Subsidy Removal: Fiscal Space Is Not a Cash Windfall
The article’s animating question—why a government that removed subsidies still borrows—rests on a false premise.
Fuel subsidy removal does not produce a pile of surplus cash. It stops a haemorrhage. It reduces a recurrent fiscal burden that had become structurally unsustainable. What it creates is fiscal space, not fiscal abundance.
Nigeria remains a developing economy with:
• Large infrastructure deficits
• Binding revenue constraints
• Legacy debt service obligations
In such a context, borrowing is not evidence of failure; it is an instrument of transition.
To expect subsidy removal to eliminate borrowing is to confuse budget arithmetic with economic transformation.
Borrowing: The Difference Between Investment and Illiteracy
Mr. Ayodele repeatedly equates borrowing with “begging.” This is not analysis—it is slogan.
Every functioning economy borrows. The United States borrows. The United Kingdom borrows. Even the countries Nigerians aspire to migrate to borrow—extensively.

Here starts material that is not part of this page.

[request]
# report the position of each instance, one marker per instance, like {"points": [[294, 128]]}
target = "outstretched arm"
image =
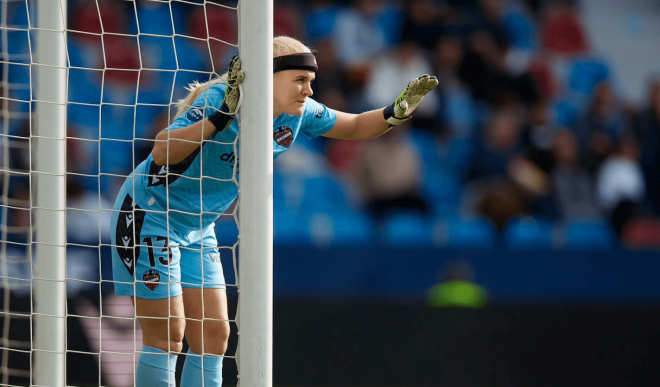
{"points": [[376, 122]]}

The question is not whether to borrow, but why and on what terms.
A loan tied to port rehabilitation is not consumption—it is productive capital formation. Efficient ports:
• Reduce trade costs
• Improve competitiveness
• Expand fiscal revenues over time
To deride such borrowing is to argue, in effect, that Nigeria should remain inefficient in order to remain ideologically pure.
Export Credit Financing: Discovering How the World Works
The outrage over UK Export Finance conditions—requiring partial sourcing from British firms—is particularly revealing.

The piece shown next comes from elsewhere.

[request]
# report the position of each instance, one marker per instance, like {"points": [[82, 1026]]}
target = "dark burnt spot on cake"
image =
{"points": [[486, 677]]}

This is not exploitation. It is how export credit agencies function globally. China does it. Germany does it. The United States does it. The UK does it.
Indeed, it would be negligent for any government not to support its domestic industry through such instruments.
The real issue is whether Nigeria is using that financing to upgrade critical infrastructure. On that question, Mr. Ayodele is conspicuously silent—because it would require engaging with facts rather than sentiment.
Ajaokuta: The Ritual Invocation of a Policy Failure
No Nigerian polemic is complete without invoking Ajaokuta.
Yet Ajaokuta’s paralysis has nothing to do with the availability of external finance. It is the product of decades of institutional failure, contractual incoherence, and policy drift.
To suggest that refusing to modernize ports will somehow revive Ajaokuta is not just incorrect—it is conceptually incoherent.
A functioning steel industry would, in fact, depend on efficient ports, not compete with them.
Foreign Reserves: Not a Kitchen Drawer of Spare Cash
Perhaps the most elementary error in the article is treating foreign reserves as though they were idle funds available for discretionary spending.